Chartect.IO can recognize the following charsets:
- UTF-8
- UTF-16 (BE and LE)
- UTF-32 (BE and LE)
- windows-1252 (mostly equivalent to iso8859-1)
- windows-1251 and ISO-8859-5 (cyrillic)
- windows-1253 and ISO-8859-7 (greek)
- windows-1255 (logical hebrew. Includes ISO-8859-8-I and most of x-mac-hebrew)
- ISO-8859-8 (visual hebrew)
- Big-5
- gb18030 (superset of gb2312)
- HZ-GB-2312
- Shift-JIS
- EUC-KR, EUC-JP, EUC-TW
- ISO-2022-JP, ISO-2022-KR, ISO-2022-CN
- KOI8-R
- x-mac-cyrillic
- IBM855 and IBM866
- X-ISO-10646-UCS-4-3412 and X-ISO-10646-UCS-4-2413 (unusual BOM)
- ASCII
Portable .Net Framework 4.0+, Windows Phone 8+, Windows 8+, Universal Windows Apps, .Net Core (dotnet, dnx)
Import the library:
using Chartect.IO;
you can feed a StreamDetector to the detector:
using System.IO;
using Chartect.IO;
public class program
{
public static void Main(String[] args)
{
var filename = args[0];
var detector = new StreamDetector();
using (FileStream stream = File.OpenRead(filename))
{
detector.Read(stream);
detector.DataEnd();
if (detector.Charset != null)
{
Console.WriteLine("Charset: {0}, confidence: {1}", detector.Charset, detector.Confidence);
}
else
{
Console.WriteLine("Detection failed.");
}
}
}
}
or use StringDetector.

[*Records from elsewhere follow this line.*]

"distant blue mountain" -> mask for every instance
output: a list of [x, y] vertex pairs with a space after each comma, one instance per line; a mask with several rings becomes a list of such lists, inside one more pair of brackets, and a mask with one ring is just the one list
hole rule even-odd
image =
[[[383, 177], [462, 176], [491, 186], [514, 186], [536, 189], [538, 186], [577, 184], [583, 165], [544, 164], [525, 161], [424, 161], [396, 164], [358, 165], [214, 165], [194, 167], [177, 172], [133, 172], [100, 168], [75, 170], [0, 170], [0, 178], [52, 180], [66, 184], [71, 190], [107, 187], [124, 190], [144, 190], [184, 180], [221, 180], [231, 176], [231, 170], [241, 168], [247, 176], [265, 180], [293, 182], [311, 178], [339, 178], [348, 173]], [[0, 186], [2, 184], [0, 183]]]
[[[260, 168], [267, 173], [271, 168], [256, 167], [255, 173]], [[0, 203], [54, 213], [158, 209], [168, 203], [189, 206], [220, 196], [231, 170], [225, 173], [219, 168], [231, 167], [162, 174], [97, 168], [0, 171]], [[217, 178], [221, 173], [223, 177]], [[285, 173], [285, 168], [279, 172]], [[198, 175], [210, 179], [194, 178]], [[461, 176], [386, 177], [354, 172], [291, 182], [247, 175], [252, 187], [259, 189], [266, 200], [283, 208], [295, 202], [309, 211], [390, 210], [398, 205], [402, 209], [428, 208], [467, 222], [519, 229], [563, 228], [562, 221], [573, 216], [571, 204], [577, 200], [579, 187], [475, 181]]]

StringDetector assumes that there is only one string (so you don't have to call DataEnd):
var detector = new StringDetector();
var input = "ðÏÓÌÅ ÏËÏÎÞÁÔÅÌØÎÏÇÏ ÒÁÚÏÒÅÎÉÑ ÏÔÃÁ ÓÅÍÅÊÓÔ×Á";
detector.Read(input);
if (detector.Charset != null)
{
Console.WriteLine("Charset: {0}, confidence: {1}", detector.Charset, detector.Confidence);
}
else
{
Console.WriteLine("Detection failed.");
}
You can also use ArrayDetector to take in an array of bytes.
Chartect.IO is a fork of the UDE C# port of Mozilla Universal Charset Detector by Rudi Pettazzi from https://code.google.com/p/ude/.

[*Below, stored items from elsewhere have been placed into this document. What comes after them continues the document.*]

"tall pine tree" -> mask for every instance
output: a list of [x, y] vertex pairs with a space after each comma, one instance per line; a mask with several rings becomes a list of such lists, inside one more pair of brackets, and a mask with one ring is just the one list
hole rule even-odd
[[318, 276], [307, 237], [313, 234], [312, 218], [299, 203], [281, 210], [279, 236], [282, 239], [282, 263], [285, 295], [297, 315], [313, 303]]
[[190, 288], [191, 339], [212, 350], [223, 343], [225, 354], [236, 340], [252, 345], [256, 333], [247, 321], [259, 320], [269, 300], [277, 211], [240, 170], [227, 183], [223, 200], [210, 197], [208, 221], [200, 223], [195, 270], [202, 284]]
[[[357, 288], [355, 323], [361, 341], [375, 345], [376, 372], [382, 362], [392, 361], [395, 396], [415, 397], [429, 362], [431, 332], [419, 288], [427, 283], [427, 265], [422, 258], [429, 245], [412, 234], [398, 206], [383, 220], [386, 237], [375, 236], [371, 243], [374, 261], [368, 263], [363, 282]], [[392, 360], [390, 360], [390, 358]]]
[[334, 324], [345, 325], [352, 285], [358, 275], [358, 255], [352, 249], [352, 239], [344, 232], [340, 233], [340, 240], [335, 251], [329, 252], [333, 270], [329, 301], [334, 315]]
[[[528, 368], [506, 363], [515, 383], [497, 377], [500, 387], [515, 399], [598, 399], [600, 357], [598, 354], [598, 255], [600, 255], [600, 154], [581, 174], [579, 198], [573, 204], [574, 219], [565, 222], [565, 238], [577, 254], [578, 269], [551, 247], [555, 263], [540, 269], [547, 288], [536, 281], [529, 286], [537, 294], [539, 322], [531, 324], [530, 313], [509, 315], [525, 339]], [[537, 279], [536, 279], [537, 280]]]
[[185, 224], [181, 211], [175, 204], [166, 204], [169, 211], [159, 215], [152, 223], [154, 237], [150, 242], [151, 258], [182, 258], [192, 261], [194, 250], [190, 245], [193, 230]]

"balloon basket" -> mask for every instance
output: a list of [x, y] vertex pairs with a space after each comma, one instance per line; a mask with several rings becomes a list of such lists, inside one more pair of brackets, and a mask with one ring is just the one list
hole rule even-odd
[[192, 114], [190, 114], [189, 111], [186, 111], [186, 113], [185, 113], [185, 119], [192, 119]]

This work was based on the original source code from Mozilla available at:
http://lxr.mozilla.org/mozilla/source/intl/chardet/src/
The article "A composite approach to language/encoding detection" describes the algorithms of Universal Charset Detector and is available at:
http://www-archive.mozilla.org/projects/intl/chardet.html
Some data-structures used into this port have been adapted from the Java port "juniversalchardet", available at:
http://code.google.com/p/juniversalchardet/
Also there is "chardet" (in Python) available at:
http://chardet.feedparser.org/
This library is subject to the Mozilla Public License Version 1.1 (the "License"). An initial check of this work is available under the LGPL but subsequent versions use MPL as a sole alternative as allowed under the original terms.